W dniu pią, 01.12.2017 o godzinie 12∶30 +0100, użytkownik Fabian Groffen
napisał:
> Hi,
> 
> While trying to implement full tree Manifests for the Prefix tree, I ran
> into the following:
> 
> Would it be possible to add a section to define what directories receive
> what kind of Manifest?
> 
> I mean in particular what is encoded in gemato/profile.py, the metadata
> directory is an interesting mix and match of subdirectories that have a
> Manifest of their own, and subdirectories whose content is included in
> the Manifest at the metadata level.
> 
> More specifically, it seems like in the current GLEP it doesn't mention
> what directories should have their own Manifest or not.  It would be
> good to know if for instance adding Manifest(.gz) to
> metadata/install-qa-check.d is ok as per GLEP or not (and if so, the
> consumer of that directory should be fixed to ignore the Manifest*
> files, instead of barking it can't source the gz file or doesn't get
> it).

It's on purpose, to allow us to create Manifests as we see a need for
them. The GLEP permits every directory to have its own Manifest file.
If some directory can't receive one, it's a limitation enforced
by something else and tracking all of those does not really fit
the purpose of this GLEP.

>   Also, what if someone would want to include all entries in the
> top-level Manifest, would that be OK (albeit stupid I guess)?
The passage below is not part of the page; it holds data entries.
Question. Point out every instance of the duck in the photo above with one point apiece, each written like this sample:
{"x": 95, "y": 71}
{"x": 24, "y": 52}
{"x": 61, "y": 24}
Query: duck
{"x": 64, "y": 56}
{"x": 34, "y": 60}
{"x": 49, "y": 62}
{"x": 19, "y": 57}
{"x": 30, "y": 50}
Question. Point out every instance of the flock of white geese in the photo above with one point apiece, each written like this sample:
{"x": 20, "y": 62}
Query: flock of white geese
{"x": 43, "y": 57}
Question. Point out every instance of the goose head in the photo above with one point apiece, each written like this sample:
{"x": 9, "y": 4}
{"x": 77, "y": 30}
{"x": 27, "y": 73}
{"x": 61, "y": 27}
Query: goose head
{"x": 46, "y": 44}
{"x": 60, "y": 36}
It is ok, albeit it will probably be quite slow and memory consuming
when doing partial validation only.

> I think it would be a good addition to specify (for a Gentoo tree) what
> directories receive a Manifest file and what their content is.
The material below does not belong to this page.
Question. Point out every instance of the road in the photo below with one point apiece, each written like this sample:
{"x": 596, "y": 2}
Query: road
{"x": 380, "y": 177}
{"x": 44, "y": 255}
No, it wouldn't. It would add a lot of complexity and prevent us from
doing minor modifications without having to update the GLEP. It is
flexible by design, and it should stay that way.
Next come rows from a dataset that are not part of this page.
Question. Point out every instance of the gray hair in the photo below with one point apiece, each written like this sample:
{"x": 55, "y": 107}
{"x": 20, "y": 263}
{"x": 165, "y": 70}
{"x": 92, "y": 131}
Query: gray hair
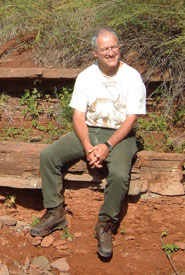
{"x": 96, "y": 34}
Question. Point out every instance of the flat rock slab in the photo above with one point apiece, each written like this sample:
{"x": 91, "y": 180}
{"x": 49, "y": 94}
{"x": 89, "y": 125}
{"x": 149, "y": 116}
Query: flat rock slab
{"x": 45, "y": 73}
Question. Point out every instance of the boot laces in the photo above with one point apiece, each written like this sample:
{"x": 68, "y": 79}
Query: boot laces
{"x": 108, "y": 228}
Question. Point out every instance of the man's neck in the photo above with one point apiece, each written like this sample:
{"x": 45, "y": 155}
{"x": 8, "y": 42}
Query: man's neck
{"x": 110, "y": 71}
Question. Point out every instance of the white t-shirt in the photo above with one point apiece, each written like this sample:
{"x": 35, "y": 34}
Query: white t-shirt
{"x": 106, "y": 100}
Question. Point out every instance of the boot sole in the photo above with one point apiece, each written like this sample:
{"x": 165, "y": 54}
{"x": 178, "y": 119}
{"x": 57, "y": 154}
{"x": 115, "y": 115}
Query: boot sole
{"x": 60, "y": 226}
{"x": 101, "y": 252}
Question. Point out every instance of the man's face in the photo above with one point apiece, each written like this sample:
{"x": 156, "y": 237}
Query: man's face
{"x": 107, "y": 51}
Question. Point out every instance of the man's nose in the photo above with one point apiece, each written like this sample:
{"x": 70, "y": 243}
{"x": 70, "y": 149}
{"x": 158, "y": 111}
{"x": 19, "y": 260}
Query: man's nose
{"x": 110, "y": 51}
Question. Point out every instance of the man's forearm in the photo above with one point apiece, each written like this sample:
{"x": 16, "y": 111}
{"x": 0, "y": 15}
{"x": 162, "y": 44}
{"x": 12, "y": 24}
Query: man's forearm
{"x": 81, "y": 129}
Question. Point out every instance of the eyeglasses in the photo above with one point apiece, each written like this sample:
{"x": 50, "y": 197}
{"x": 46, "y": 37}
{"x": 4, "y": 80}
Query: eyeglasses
{"x": 106, "y": 50}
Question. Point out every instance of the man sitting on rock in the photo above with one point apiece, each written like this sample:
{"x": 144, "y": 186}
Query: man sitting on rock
{"x": 108, "y": 97}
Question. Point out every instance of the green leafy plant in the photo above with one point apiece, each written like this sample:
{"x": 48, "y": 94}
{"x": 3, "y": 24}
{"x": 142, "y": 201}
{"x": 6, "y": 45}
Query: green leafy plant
{"x": 3, "y": 98}
{"x": 10, "y": 201}
{"x": 169, "y": 248}
{"x": 35, "y": 221}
Furthermore, if we specified that then I'm pretty sure some people will
decide it's written in stone and start writing stupid implementations
that rely on presence of Manifest files in some directory and their
absence in other.

> In addition to this, because it is related, it would be nice to also
> document the IGNORE entries that seem present at the top-level and
> metadata-level, or specify where they would come from for the Gentoo
> case.

-- 
Best regards,
Michał Górny



^ permalink raw reply	[flat|nested] 23+ messages in thread

end of thread, other threads:[~2017-12-01 12:32 UTC | newest]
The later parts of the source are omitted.